Task Capture with Siri & OmniFocus
I’ve talked before about the concept of “ubiquitous capture” and how achieving a system where you never lose an item is an ideal for a seamless GTD setup. No matter what task management tool you use of the hundreds of options, both automatic or analog, there are still moments when a fleeting piece of info we want to remember — either something new to do or an idea or breakthrough on an existing project task — slips through the cracks. The best system for managing all of your collective “stuff” is any that you trust to be the go-to place for all the things that require your attention.
In any GTD-esque system, the two core concepts are capture and review:
- Capture anything on your mind so it lives in a system, not in your head.
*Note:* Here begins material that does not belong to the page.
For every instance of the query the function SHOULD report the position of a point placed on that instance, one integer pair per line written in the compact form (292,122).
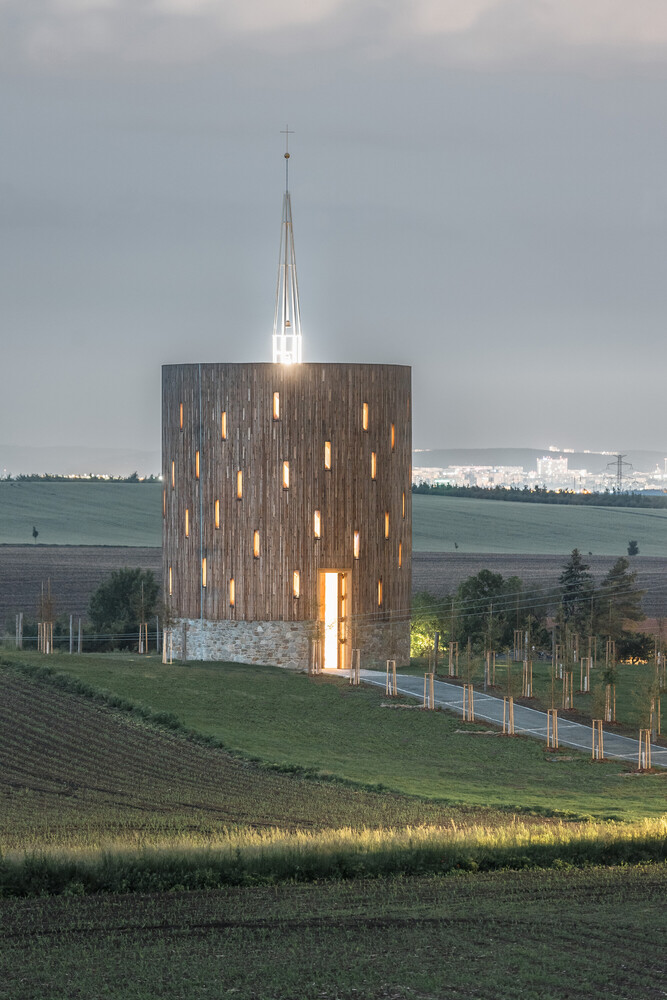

- Review your “inbox” on some repeated schedule to process things into the right place, grouping things by project, adding deadlines, or filing into contexts.
When I got started building my personal workflow, I found the biggest initial hurdle was a reliable mechanism for getting things into my inbox as quickly and readily as possible. I’ve tried notebooks, cards, text files, and most digital task apps to try and find a single tool that works, but there was always friction and things would get forgotten. My short term memory is horrendous, and most things needing to find their way into my inbox would occur to me while getting ready in the morning or while driving or biking to work.
Enter Siri
True ubiquitous capture is achieved by using whatever tools are most reliably available to you, and for me that’s OmniFocus and my iPhone. OmniFocus 2 for iOS added a built-in Reminders capture feature to pull things added to a specific list over into the OF inbox. Then using the “Siri, add this to my list…” command when dictating gives you hands-free, fast access to append items to the inbox. I say things like:
- “Add assemble new furniture to my inbox list”
- “Add get flu shot to my inbox list”
- “Remind me to take out the trash when I get home” (using location-aware contexts in OF)
With Siri set up this way, I now have a wider funnel for capturing anything I’m thinking about anywhere I’ve got my phone. So even when I’m in the car or working in the garage and some random item pops into my head, I can make sure it doesn’t slip through. It’ll be there waiting in my inbox for the next review when I’m processing my workload.